Callback Handlers vs. GCC optimizer

jbanes · Post by **jbanes** » Fri Jan 03, 2014 3:48 am

I've based my ISR/IRQ setup on the Jame Molley tutorial and thus have a callback system in place that exposes a structure of register values that have been pushed on to the stack. These registers get popped back off as soon as control returns to assembly code.

This particular function:

Code: Select all

 
void key_press(registers_t regs)
{
   terminal_writestring("\nKey Code: ");
   terminal_writeNumber(inb(0x60));
}

...has the distinct displeasure of having its parameters optimized away due to them not being in use. This results in a stack underflow when the handler returns to assembly, thus resulting in the wrong Data Segment getting popped, thus resulting in (you guessed it!) a General Protection Fault.
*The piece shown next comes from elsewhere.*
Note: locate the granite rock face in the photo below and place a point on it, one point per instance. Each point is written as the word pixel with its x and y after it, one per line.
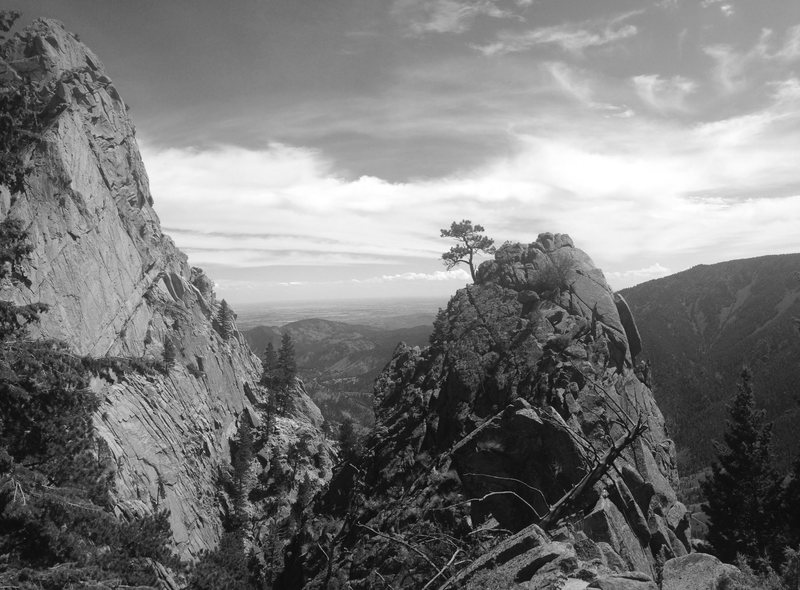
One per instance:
pixel 526 385
pixel 118 287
For the moment, I've solved the problem with a few attribute flags:

Code: Select all

__attribute((optimize(0)))  
void key_press(__attribute((unused)) registers_t regs)
{
   terminal_writestring("\nKey Code: ");
   terminal_writeNumber(inb(0x60));
}

The flags turn off the optimizer for this function and stop the compiler from whining about the unused variable. This works. However...

My question to you lovely folks is: Is this the correct way to solve this problem?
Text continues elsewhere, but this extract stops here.